I need to go get a haircut today but hate to leave when there is any chance, however slight, that it might rain. Not because I don't want to drive in the rain but because rain is an event to be celebrated and enjoyed around here. I like to see the ground soaking it up and the trees dripping with water.

I should have gone yesterday but couldn't muster up the energy; sinus headache problems had me dragging. What with the dust from Africa and the smoke from Idaho all blowing in the last couple of weeks, it's causing allergy problems. It really is a small, small world.

I've taken my coffee and iPad to the front porch. The birds are waking up. There's a hummer on the last salvia greggii that is blooming now, the one on the porch right by my feet. She spies the red cover on my iPad and comes over to hover in front of me. 
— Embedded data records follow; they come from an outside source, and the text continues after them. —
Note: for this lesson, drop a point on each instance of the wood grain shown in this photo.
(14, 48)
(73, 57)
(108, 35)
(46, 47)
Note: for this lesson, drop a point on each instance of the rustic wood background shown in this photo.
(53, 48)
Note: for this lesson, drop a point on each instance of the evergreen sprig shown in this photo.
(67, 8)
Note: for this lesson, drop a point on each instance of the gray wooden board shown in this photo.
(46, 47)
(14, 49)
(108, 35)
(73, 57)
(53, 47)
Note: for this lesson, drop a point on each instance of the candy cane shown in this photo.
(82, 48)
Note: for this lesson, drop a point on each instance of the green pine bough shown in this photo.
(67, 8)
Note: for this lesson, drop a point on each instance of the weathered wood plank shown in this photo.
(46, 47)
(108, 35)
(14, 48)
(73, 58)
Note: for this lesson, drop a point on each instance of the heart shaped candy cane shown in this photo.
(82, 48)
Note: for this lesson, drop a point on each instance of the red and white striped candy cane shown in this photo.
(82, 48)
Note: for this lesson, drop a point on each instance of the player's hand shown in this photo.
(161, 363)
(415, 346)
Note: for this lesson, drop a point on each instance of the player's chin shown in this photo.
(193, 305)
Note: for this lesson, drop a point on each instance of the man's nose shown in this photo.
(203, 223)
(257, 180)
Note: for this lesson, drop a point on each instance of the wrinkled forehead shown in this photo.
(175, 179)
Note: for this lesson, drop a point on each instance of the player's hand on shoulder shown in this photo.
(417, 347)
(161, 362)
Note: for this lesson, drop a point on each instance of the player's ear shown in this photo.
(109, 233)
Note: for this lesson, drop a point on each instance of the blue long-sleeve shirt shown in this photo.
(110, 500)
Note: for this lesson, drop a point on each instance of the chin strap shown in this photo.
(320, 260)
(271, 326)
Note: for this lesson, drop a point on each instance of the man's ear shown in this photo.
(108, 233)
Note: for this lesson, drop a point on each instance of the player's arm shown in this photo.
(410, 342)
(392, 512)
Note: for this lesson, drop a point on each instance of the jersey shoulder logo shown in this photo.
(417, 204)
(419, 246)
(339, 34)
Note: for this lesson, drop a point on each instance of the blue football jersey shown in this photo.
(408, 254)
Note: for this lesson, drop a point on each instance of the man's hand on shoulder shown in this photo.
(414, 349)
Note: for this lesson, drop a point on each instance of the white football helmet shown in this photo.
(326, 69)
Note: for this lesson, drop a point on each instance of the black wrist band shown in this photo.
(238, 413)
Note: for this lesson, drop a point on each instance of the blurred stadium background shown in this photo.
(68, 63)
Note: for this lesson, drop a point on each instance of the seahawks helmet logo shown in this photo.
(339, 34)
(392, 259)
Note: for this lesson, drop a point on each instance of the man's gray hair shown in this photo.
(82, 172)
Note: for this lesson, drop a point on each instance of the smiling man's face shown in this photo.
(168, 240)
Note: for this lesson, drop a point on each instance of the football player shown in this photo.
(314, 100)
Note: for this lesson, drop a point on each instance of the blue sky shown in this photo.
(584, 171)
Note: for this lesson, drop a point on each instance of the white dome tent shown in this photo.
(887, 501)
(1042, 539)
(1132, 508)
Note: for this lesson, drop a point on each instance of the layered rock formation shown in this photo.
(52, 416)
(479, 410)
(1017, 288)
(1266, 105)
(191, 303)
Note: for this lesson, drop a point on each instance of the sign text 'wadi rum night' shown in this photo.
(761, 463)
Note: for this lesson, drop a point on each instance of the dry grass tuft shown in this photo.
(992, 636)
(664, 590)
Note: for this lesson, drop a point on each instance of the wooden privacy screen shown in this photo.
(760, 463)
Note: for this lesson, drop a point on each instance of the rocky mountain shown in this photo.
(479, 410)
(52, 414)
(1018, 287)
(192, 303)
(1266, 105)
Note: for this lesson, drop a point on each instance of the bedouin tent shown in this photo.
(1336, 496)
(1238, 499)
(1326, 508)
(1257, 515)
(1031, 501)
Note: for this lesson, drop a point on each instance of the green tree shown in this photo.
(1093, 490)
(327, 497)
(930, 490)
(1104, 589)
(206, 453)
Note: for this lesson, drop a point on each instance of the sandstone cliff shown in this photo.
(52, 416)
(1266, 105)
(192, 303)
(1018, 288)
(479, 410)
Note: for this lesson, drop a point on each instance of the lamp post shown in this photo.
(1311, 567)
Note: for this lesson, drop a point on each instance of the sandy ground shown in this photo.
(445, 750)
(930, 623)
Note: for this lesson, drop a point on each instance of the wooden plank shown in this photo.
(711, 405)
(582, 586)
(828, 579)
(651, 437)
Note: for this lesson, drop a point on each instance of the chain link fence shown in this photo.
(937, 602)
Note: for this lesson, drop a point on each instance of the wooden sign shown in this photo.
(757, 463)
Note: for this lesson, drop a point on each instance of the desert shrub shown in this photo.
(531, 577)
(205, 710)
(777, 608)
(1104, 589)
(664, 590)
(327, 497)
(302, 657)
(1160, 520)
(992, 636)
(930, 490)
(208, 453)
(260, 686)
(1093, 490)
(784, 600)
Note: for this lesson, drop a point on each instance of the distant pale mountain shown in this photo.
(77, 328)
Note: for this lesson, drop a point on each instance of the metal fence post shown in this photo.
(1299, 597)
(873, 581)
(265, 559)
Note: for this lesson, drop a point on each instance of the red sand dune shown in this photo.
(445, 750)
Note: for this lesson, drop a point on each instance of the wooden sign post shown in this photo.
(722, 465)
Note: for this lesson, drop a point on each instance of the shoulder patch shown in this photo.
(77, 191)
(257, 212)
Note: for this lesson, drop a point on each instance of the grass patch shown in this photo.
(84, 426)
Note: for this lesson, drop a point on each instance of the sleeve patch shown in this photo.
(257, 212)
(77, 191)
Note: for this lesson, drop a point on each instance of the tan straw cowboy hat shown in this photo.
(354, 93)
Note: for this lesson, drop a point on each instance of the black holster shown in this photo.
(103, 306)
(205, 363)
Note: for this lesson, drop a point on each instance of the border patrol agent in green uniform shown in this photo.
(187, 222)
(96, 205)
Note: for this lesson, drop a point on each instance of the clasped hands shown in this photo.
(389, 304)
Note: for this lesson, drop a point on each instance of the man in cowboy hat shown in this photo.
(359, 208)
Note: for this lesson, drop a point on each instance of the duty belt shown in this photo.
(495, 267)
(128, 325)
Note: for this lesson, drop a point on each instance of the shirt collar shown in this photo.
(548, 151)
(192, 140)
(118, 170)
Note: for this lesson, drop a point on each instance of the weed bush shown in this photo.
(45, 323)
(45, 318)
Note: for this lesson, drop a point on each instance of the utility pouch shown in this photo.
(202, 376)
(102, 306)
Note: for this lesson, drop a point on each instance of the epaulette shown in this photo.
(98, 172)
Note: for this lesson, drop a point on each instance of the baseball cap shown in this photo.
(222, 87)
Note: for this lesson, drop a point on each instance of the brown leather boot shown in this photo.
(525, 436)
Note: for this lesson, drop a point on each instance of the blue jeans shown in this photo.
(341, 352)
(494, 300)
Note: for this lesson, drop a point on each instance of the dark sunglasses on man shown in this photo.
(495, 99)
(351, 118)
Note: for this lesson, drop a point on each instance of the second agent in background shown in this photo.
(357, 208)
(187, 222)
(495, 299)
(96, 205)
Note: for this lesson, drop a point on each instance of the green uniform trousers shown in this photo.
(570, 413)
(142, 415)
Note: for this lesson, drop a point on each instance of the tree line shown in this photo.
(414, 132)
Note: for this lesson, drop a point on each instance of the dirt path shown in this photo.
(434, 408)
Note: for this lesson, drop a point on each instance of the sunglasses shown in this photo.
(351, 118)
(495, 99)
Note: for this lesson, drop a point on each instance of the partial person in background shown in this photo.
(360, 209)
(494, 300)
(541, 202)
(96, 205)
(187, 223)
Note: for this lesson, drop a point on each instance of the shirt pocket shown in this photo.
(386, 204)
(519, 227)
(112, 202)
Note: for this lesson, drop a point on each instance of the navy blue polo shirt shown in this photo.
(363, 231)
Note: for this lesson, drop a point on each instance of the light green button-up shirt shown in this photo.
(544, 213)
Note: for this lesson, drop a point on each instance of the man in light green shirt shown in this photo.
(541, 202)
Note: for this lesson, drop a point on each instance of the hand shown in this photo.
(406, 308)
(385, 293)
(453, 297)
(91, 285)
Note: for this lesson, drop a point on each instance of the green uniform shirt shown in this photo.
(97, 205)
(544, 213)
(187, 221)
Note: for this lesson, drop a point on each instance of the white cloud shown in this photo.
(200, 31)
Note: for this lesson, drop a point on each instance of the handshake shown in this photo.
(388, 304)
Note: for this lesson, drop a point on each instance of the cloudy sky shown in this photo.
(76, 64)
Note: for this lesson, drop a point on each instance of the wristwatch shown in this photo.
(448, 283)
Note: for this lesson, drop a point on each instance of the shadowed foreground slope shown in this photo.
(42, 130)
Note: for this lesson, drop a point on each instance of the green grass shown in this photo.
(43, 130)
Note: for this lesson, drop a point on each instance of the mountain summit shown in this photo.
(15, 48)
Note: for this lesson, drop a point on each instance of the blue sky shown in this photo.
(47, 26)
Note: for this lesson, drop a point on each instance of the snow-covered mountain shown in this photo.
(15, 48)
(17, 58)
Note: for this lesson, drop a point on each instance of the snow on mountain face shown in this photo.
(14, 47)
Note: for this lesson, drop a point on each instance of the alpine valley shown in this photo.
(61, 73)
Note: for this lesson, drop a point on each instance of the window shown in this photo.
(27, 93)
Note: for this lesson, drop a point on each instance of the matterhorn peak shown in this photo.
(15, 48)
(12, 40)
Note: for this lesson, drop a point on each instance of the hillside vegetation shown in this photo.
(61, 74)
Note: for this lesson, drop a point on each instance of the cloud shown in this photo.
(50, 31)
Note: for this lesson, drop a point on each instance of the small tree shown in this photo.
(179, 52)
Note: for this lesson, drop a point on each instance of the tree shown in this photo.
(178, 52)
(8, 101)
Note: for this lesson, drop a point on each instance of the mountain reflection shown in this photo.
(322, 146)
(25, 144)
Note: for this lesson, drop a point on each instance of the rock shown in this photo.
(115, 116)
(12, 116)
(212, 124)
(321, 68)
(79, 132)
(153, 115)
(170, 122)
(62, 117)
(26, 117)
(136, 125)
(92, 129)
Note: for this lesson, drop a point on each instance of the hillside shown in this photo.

The little cottontail that lives here has moved into the grass in the center of the driveway. I almost stepped on him the other morning. He was eating some birdseed that fell from the feeder in front of the pump house as I walked by. He was born here in the yard; I first saw him as a tiny thing hiding in the giant rosemary bush by the cabin. He's always out and about in the early morning.


The white-winged doves are following him across the grass eating whatever it is they are finding on the ground. I count 13 as I sit here. There's a little cardinal eating buds on the cenizo. I hear a raven squawking from the neighbor's direction.

Out in the pasture by the deer feeder there's a jackrabbit and there's one in the boys' pen. A couple of does came in there to eat any alfalfa Woodrow and Gus have dropped. They don't like me sitting here though, so they move on. Sometimes I wonder why they never accept me like they do the longhorns and turkeys but I guess their survival depends on staying leary. I also wonder if they know I am the provider of the alfalfa they're eating!

It's peaceful out here in the mornings. No sounds but the soft ones of animals waking up and getting on with their day. No vehicle noises, no television, no human voices, the AC isn't running, just the quiet sounds of the natural world.

The promise of the seasons changing, one of the best times of the year. No matter what season it is we are always glad toward the end that a change is coming. We've either been too hot or too cold for too long and look forward to something different. Right now I'm thinking about the crisp cool days of Fall, soups and chili, pumpkins on the porch, scarecrows in the garden. Sitting on the porch with a warm throw in my lap and some Bailey's in my coffee.

Life is good. I hope it's good wherever you are this morning too.